Dr Vryonis has written extensively about the history and culture of the Greek people from Homer to the present, publishing works on the history of Byzantium and Hellenism and the cultural and religious forces that have for more than two millennia transformed the region stretching from the Balkans to Turkey.

He was a longtime faculty member at the University of California at Los Angeles and in 1985 founded the Speros Basil Vryonis Center for the Study of Hellenism. He later became founding director of the Alexander Onassis Center for Hellenic Studies at New York University, retiring as the emeritus Onassis professor of Hellenic civilization.

Dr Vryonis is a Guggenheim Fellow, Fulbright Scholar and fellow of the American Academy of Arts and Sciences, Medieval Academy of America and American Philosophical Society.

He has written and edited numerous books and articles exploring the social and political evolution of the Byzantine empire, as well as the interaction of Hellenic culture with Slavic and Islamic influences in the region.
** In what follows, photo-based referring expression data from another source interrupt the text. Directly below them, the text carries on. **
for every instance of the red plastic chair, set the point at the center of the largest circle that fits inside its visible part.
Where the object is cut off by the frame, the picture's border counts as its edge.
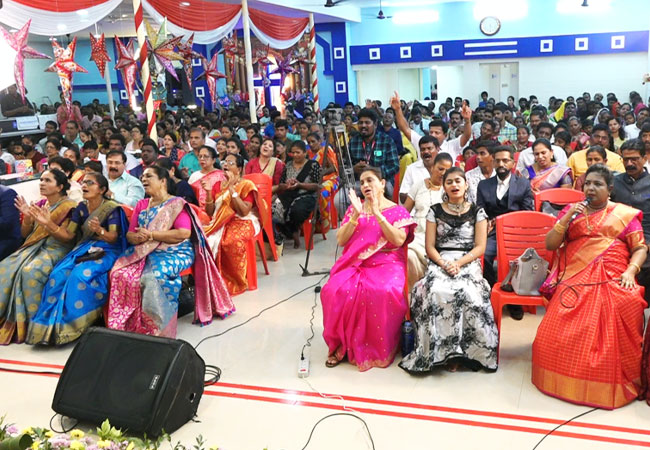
(264, 185)
(558, 196)
(307, 230)
(516, 232)
(251, 260)
(396, 189)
His work The Decline of Medieval Hellenism in Asia Minor and the Process of Islamization from the 11th through the 15th Century is considered a seminal work in the field

The Constantine S. Macricostas Lecture Series at WestConn will feature speakers on Hellenism, entrepreneurship, and cultures of the world — three fields of interest that mirror Mr Macricostas’s own personal and professional life. An immigrant from Greece in 1954, he founded Photronics in1969, building the company into a multinational provider of photomasks for the semiconductor industry.